Five hours before my ride to the airport, I sat at our kitchen table with a swamp for a stomach. I tied the laces of my neon-red tennis shoes and hoped the pockets of air slipping in between concrete would settle the suspense slithering through my veins. A walk would do me well, I thought. The door opened onto the street, and a black jeep without a roof whizzed by. My mind immediately flashed to that fateful day. The flashing signs of hotels exploded like flames on grass roofs. My feet carried forward in streams of blood. And then, from a dark alley, the men in camouflage suddenly appeared. I rubbed my eyes, crossed the street, hoping to avoid a terrifying encounter. There were five of them at least, much taller than me, faces hidden by balaclavas, skin wrapped in black jeans and sweatshirts. Limbs marching in unison, they followed me, their course a head-on-collision with mine. My fists tightened with heat, then shook on my pulsing thighs. I forced my heavy steps through invisible walls of fear.

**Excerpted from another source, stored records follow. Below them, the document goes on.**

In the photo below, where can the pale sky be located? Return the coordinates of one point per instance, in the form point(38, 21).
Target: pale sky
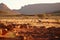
point(17, 4)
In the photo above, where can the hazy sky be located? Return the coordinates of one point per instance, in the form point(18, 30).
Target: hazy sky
point(17, 4)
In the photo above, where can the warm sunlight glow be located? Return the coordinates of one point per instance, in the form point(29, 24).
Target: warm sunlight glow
point(17, 4)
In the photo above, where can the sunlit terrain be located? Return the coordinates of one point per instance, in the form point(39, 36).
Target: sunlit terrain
point(29, 27)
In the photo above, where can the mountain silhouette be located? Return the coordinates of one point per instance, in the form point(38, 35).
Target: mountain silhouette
point(40, 8)
point(4, 10)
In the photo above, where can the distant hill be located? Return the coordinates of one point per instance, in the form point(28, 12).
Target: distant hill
point(4, 10)
point(40, 8)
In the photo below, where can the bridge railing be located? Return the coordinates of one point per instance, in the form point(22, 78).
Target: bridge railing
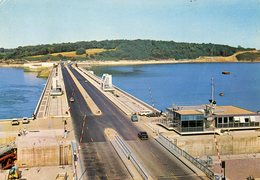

The tall, black-dressed men flanked the sidewalk, removing any space for me to squeeze past them. I flinched, spun around then sprinted for my apartment building. A hand gripped my shoulder. I fell to the ground, and the group of men began throwing punches into my body. “Please,” I shouted. “Please stop!” They searched across my legs then up into my chest. “Where’s your money, boy!”
I pulled my palms from my face. I don’t have any money! I don’t have anything!”
Their sweeping fingers curled into balls of rage, dropping onto my cheeks and nose like bombs. Blood and tears streamed across my face, two rivers running into each other on a crooked course. “That’s enough. He doesn’t have anything.”
The pounding ceased. I opened my eyes and found a small crease of light.
“Let’s go before the cops come.”
I peered through slitted eyes in the hope they were gone. I shuddered, wishing it was a trick or a fault of my bruised skull. He just stood there without a word, watching me bleed. A big, bright diamond shone incandescently, like the sun.
“Rudi,” I whispered. He turned his head then reentered the dark alley with the rest of them.